Além do Dia de Finados, Marcial comparece fielmente ao cemitério todas as segundas-feiras para visitar as pessoas que mais amou na vida. “Nunca abandonei minha família, porque isso aqui é o que ficou pra gente. Por isso que faço essa visita. Era uma companheira e tanto”, afirma sobre a esposa.
“É como tomar um cafezinho com os vizinhos”, explica moradora sobre tradição
Michella Aparecida Meza, de 49 anos, honra a memória do filho, Caiky, e pensa nas crianças que vão ao lugar, já que um dia ela foi uma das pequenas que frequentou o cemitério para recolher quitutes. “É um momento de partilha com nossos entes queridos, a gente vem ficar e passar o dia com eles, e ao mesmo tempo dividir com os outros”, comenta.
Sobre a maneira como eles vivenciam o Dia de Finados, ela explica: “É como se fosse tomar um cafezinho com os vizinhos, compartilhar com outras famílias um pedacinho da nossa dor. Eles vêm, acendem vela aqui, a gente vai e acende lá, é como se estivéssemos retribuindo esse gesto de carinho”.
Michella detalha que leva alimentos aos túmulos desde que seu filho faleceu, mas sua mãe sempre levou para outros familiares. “Eu vinha quando criança pegar balas, pirulitos. Cada família vai tomando essa tradição de acordo com suas perdas. É uma tradição que não se apaga, não morre. Eu vim como criança e hoje eu estou aqui como uma mãe que perdeu um filho”, relata.
“No decorrer do tempo, parentes começaram a trazer mais coisas para dar para as crianças. E aí se tornou uma tradição, as crianças vêm para o cemitério com suas famílias já no intuito de levar os doces. Então a gente traz paçoquinha, pirulito, minha mãe traz bolo, chipa”, detalha.
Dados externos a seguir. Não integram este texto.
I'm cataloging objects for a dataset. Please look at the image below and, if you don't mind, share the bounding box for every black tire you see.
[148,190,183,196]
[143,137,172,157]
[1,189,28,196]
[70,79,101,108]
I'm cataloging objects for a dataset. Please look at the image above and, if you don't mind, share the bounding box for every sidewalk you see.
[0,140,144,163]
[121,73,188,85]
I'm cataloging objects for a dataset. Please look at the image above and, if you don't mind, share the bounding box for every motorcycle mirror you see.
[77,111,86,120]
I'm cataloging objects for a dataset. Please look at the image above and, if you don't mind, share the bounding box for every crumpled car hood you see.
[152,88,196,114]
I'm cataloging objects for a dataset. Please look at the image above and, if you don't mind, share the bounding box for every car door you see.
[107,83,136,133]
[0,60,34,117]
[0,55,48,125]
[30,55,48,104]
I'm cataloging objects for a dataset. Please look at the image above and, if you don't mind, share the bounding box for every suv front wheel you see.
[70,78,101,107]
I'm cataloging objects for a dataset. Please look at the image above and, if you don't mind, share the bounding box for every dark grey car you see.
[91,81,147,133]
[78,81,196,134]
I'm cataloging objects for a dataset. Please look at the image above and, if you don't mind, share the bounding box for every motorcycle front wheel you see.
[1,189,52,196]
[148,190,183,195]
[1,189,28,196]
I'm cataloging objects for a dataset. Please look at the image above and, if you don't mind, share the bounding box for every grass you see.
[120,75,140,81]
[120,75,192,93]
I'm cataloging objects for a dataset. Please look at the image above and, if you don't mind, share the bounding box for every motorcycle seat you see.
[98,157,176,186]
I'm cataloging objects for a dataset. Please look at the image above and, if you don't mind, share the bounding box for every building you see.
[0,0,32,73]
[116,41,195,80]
Assim como muitos, Michella é uma das murtinhenses que também vai ao cemitério todas as segundas-feiras para trocar o paninho da cruz do falecido herdeiro. “Mas hoje a gente passa o dia inteiro aqui, dividindo esse momento”.
Continuar legado é o que move parentes
Mirlene Martinez esteve no local acompanhada da mãe, dona Maria Ilda, neste sábado (2) de Finados. À reportagem, ela diz que, curiosamente, perguntou ao pai no dia anterior como a tradição de levar alimentos ao cemitério começou em sua família.
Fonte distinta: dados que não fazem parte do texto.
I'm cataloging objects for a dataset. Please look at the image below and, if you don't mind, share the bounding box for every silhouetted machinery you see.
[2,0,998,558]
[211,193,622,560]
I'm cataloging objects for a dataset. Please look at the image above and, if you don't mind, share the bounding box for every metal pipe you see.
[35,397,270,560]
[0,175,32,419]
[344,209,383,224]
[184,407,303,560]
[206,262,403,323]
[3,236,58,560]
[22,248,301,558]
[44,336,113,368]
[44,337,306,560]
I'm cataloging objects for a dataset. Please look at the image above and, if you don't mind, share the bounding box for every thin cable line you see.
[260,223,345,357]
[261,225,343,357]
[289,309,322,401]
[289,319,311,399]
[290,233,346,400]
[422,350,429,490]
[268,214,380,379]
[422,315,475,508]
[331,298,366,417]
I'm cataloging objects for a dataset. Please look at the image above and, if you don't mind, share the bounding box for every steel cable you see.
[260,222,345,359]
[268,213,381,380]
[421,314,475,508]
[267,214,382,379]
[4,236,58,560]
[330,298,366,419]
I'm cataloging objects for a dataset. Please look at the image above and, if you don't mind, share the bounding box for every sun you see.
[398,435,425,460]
Na conversa, a murtinhense relata que foi a avó paterna, paraguaia falecida há 32 anos, quem deu início à cultura entre os descendentes. “Lá no Paraguai eles fazem isso, levam sopa, chipa. Aqui nós trazemos doces, faço chipa, biscoitinho. É para continuar o que ela começou, continuar a tradição dela”.
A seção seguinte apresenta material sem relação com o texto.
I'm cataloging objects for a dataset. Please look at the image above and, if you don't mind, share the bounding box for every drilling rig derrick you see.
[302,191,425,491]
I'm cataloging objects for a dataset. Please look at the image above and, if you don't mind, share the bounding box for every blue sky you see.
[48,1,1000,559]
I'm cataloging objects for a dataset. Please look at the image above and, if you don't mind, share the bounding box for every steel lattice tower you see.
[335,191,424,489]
Por fim, a reportagem ouviu alguns adolescentes que foram ao ambiente de paz para participar da celebração. De Jardim (MS), a jovem Kessilyn diz ter ficado impressionada quando se mudou para Porto Murtinho e descobriu que ali o Dia de Finados ocorria dessa maneira.
“Quando cheguei em Murtinho eu não sabia de nada, porque é diferente a cultura deles. Daí fiz amizade e me falavam que pegavam doces no cemitério, então eu passei a vir junto”, recorda.
Já Alessandro, morador de Porto Murtinho, começou a recolher doces no local a partir do momento que seu irmão mais velho faleceu. “É como se meu irmão estivesse ali. É um dia especial, de lembranças e visitas, de rezar para os entes”, reflete, saudoso.
Questionados se as comidas oferecidas nos túmulos são gostosas, eles respondem com entusiasmo e sem pestanejar: “É maravilhoso”, “eu como tudo quando chego em casa”.